– Как вы там? – тормошил я его, уже сведя на пристань. – Кто еще приехал? Бергман как? Сергеев? Каверин, ну…
Он продолжал глядеть на меня удивленно и непонимающе. Губы слегка подрагивали. Из-под разорванной майки выпирали каркасом ребра.
– Как Зильбер? – спросил я без прежней уверенности.
– Вы меня с кем-то путаете, товарищ старший политрук, – проговорил он медленно. – Моя фамилия Боженко, красноармеец Боженко. Шестьдесят девятый артиллерийский полк.
Я помог ему дойти до пакгауза. Женщина в засаленной телогрейке всё еще оставалась там. Неужели этот корабль последний? В такое я поверить не мог.
Мне не давал покоя младший лейтенант, вернее произошедший между нами инцидент. Старовольский был бесспорно виноват, виноват безмерно, той виной, к которой в условиях фронта, равно как и в условиях тыла, не может быть ни снисхождения, ни пощады. Но почему-то я хотел его простить. Не знаю почему, но я хотел. Не мог представить его валяющимся в луже крови перед взводом красноармейцев – кара, которой он вполне заслуживал. Я не желал его смерти. Не желал даже ареста. Странное чувство. Мучительное и радостное одновременно. Боже, как же я хотел его увидеть. Боже? Бога нет, товарищ старший политрук.
Я так и не понял ведь толком, что тогда между нами случилось. Глупый лейтенантик кричал мне про киевскую ЧК, не уточняя, про какую именно. Кричал много и довольно бессвязно. Обозвал нецензурным словом. Что-то сказал еще, про девятнадцатый год. Иногда я не очень хорошо понимаю по-русски, а там стоял такой грохот и треск, что разобрать всего не получилось.
Лейтенанту не давали покоя события тех героических лет. Оставалось, однако, вопросом, виделись ли они ему такими, какими были они для меня. Мне почему-то думалось, что нет. И еще мне думалось, что он в чем-то винит и обличает меня, лично меня, Мартина Земскиса, старшего политрука, совсем недавно – батальонного комиссара. Как будто я играл тогда какую-то важную роль. Смешно и комично. Потому что в девятнадцатом я был простым солдатиком, куда моложе Старовольского, одним из множества винтиков еще не сложившейся толком системы.
Да, я был тогда простым и скромным защитником революции. Неопытным и юным. Еще совсем недавно я носился по Либаве, выменивая на всякую мелочь хлеб у немецких солдат, чтобы хоть чем-то помочь умирающей матери. А когда ее похоронили, мамин брат, мой дядя, забрал меня в Советскую Россию, где уже целый год трудился в Чрезвычайной комиссии по борьбе с контрреволюцией и саботажем. Он помог мне устроиться в новом месте и сделаться участником величайшего в истории социального переворота.
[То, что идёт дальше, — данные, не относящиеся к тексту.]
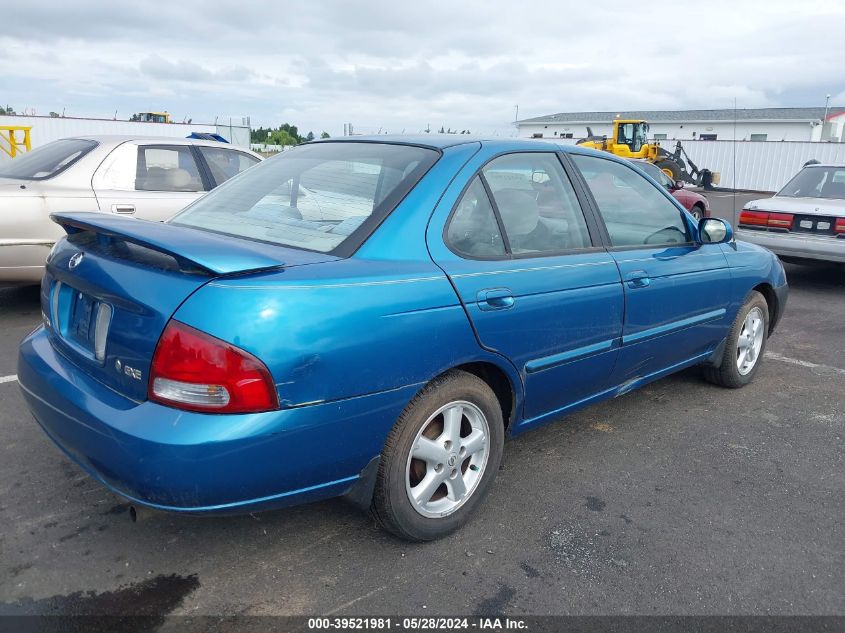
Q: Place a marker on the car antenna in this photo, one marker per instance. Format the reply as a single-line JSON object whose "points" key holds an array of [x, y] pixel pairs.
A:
{"points": [[734, 168]]}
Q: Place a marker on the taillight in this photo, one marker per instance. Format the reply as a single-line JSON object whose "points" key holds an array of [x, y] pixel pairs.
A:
{"points": [[766, 218], [754, 218], [195, 371]]}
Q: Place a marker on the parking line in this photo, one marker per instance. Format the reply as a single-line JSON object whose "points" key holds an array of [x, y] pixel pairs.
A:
{"points": [[804, 363]]}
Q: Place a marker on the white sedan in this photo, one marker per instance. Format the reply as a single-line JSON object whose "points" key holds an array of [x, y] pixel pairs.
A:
{"points": [[805, 220], [144, 177]]}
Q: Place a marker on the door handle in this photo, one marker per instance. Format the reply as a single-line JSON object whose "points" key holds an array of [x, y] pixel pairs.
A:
{"points": [[495, 299], [637, 279]]}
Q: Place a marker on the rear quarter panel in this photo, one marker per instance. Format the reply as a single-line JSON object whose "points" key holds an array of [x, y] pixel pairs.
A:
{"points": [[383, 319]]}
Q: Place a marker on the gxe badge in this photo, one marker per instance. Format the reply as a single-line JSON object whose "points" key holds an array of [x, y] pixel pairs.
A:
{"points": [[75, 260], [129, 371]]}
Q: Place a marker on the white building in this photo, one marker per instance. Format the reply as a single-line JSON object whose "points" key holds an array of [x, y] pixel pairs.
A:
{"points": [[46, 129], [753, 124]]}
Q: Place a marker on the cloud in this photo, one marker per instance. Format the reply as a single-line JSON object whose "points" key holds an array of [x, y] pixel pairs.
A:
{"points": [[406, 65]]}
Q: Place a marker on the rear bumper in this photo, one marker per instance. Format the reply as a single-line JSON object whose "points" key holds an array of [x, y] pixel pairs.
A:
{"points": [[191, 462], [782, 294], [822, 248], [23, 261]]}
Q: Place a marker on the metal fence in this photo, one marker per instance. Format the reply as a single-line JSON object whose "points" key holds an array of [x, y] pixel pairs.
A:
{"points": [[758, 166]]}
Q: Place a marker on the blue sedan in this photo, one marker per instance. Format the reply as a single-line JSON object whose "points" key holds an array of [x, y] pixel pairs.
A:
{"points": [[370, 317]]}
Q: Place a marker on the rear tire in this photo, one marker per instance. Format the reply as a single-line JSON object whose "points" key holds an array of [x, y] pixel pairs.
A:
{"points": [[670, 168], [440, 458], [744, 346]]}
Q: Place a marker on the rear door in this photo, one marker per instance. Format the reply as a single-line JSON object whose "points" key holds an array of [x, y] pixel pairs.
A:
{"points": [[676, 290], [520, 253], [149, 181]]}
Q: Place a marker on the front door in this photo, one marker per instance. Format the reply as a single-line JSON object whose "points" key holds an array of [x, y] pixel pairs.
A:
{"points": [[521, 256], [676, 290]]}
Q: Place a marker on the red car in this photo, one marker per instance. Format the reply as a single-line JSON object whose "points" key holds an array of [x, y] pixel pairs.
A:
{"points": [[693, 202]]}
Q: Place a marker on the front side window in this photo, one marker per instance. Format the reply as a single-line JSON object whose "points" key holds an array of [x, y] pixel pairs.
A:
{"points": [[167, 168], [225, 163], [321, 197], [49, 160], [635, 212], [816, 182]]}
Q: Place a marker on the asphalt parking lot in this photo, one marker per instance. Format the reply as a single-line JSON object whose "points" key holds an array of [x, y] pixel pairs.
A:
{"points": [[680, 498]]}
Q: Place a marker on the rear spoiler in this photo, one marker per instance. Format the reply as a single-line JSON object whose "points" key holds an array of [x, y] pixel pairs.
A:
{"points": [[215, 253]]}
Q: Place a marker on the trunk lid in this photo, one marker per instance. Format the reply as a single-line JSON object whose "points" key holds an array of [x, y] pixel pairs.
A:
{"points": [[113, 283]]}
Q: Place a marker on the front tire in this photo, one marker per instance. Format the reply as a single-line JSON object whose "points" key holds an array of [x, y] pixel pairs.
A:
{"points": [[440, 458], [745, 345]]}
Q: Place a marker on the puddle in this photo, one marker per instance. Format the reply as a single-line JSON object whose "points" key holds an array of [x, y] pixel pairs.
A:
{"points": [[155, 597]]}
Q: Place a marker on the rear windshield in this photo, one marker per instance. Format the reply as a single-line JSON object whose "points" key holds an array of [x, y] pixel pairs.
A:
{"points": [[816, 182], [325, 197], [47, 161]]}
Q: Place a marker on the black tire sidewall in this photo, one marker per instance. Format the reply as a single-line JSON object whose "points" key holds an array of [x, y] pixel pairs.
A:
{"points": [[729, 368], [407, 522]]}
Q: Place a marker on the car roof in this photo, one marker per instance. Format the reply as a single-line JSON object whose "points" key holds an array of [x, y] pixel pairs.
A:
{"points": [[116, 139], [440, 141]]}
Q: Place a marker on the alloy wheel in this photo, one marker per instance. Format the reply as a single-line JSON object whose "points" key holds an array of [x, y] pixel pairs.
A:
{"points": [[750, 341], [447, 459]]}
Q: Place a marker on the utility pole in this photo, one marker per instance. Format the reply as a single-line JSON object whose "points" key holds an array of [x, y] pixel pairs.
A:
{"points": [[824, 120]]}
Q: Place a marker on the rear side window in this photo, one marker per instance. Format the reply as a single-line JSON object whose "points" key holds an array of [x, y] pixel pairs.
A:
{"points": [[635, 212], [167, 168], [816, 182], [532, 201], [225, 163], [326, 196], [536, 203], [473, 230], [49, 160]]}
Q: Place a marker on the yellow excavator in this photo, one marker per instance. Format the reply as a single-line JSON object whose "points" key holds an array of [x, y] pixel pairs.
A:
{"points": [[630, 140]]}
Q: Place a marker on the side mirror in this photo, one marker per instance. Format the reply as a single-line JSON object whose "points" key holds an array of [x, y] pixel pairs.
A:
{"points": [[714, 231]]}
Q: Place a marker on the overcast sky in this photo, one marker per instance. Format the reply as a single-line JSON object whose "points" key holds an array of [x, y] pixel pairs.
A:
{"points": [[401, 66]]}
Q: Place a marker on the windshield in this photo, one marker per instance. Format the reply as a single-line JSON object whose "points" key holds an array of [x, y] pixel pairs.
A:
{"points": [[47, 161], [655, 172], [318, 197], [816, 182]]}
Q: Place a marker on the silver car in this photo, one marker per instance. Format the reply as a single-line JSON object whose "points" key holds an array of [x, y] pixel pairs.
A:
{"points": [[148, 178], [805, 220]]}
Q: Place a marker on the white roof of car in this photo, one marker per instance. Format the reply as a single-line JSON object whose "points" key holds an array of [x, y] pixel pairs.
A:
{"points": [[116, 139]]}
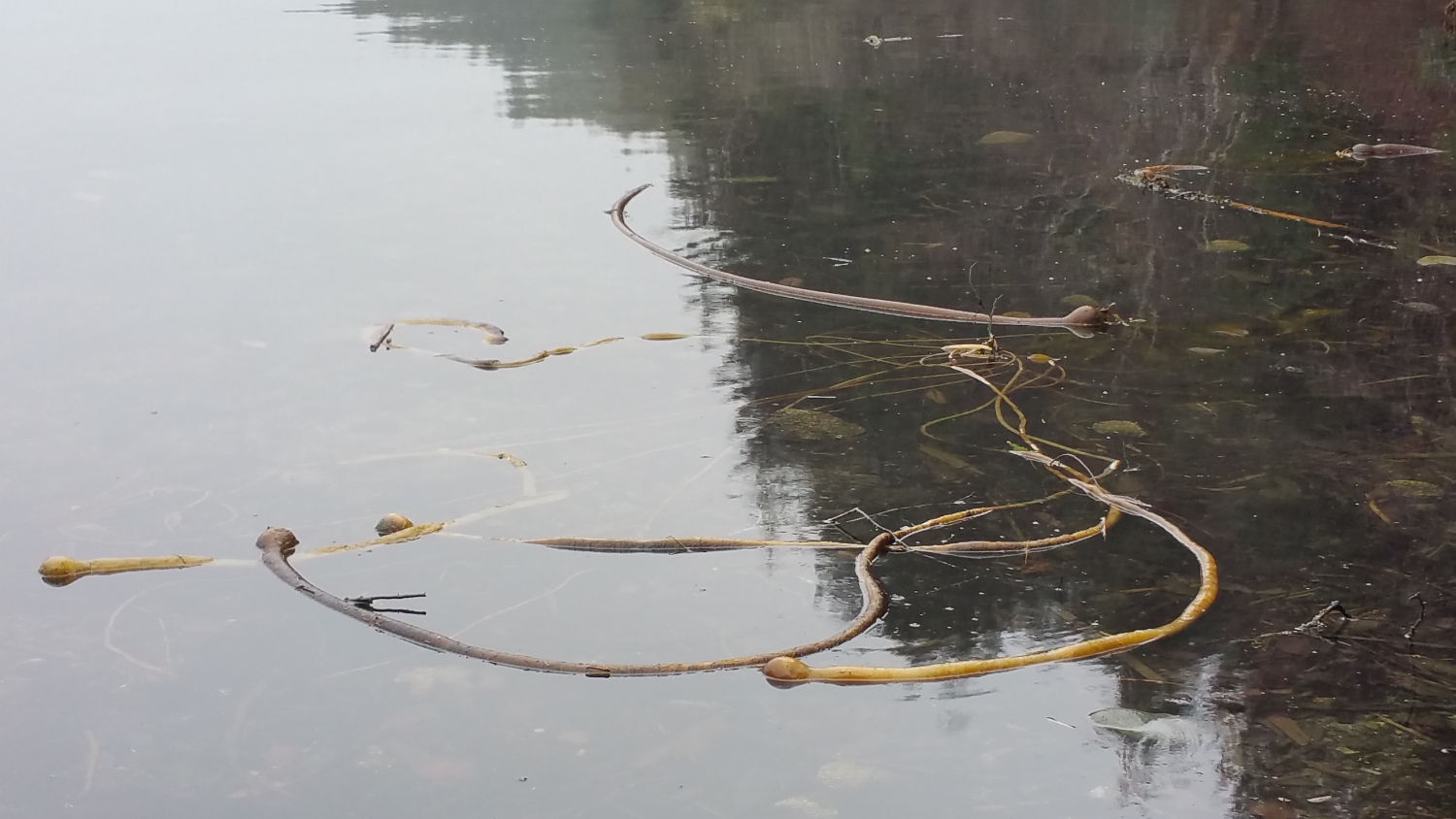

Вскоре я очутился в Киеве и, вырвавшись из мрака старой жизни, занялся настоящим делом. Мы кого-то расстреливали – товарищам было виднее, кого надо расстреливать, а кого расстреливать не надо, – потом заставляли живых еще арестантов грузить на подводы трупы и вывозили их ночью в парк. Там были вырыты длинные ямы, куда мы сбрасывали мертвецов, посыпая их сверху известью. Потом забрасывали землей.
Они были очень разными, различного возраста, состояния, звания. Купцы, попы, монахи. Студенты и гимназисты. Офицерье, монархисты и прочая контрреволюция по определению. Спекулянты и спекулянтки, наживавшиеся на временных трудностях юных советских республик. Псевдосоциалисты, черносотенцы, мелкобуржуазные националисты. А также несознательный элемент из трудящихся вроде бы классов, выступивший против нас на стороне оголтелой кровавой реакции.
И мы тоже были разные. Латыши, китайцы, два мадьяра, три поляка, один чех. Само собой, евреи. «Это наша революция», – восторженно шептал, сияя карими глазами, мой друг Иосиф Мерман, храбрый и верный товарищ, с особенным рвением уничтожавший черносотенных «интеллигентов». Русские, конечно, тоже тут встречались. Без них в этой стране, как правило, не обходилось. Были пришлые, из центральных губерний, были и местные – с их дурацким говором, которого я, едва научившийся немножко говорить по-русски, в те времена почти не понимал.
В городе нас ненавидели. Нет, они ничего не смели сказать или сделать, но ненависть словно висела в воздухе. Многие ждали белых. Некоторые – петлюровцев, хотя большинство жителей находило их ничем не лучше нас. Кое-кто надеялся на поляков, однако последние не спешили. Но мы любили ходить в этот город, и ненависть нас не пугала. Было ощущение силы и бесконечной правоты, быть может, немного детское, наивное – но нам оно нравилось.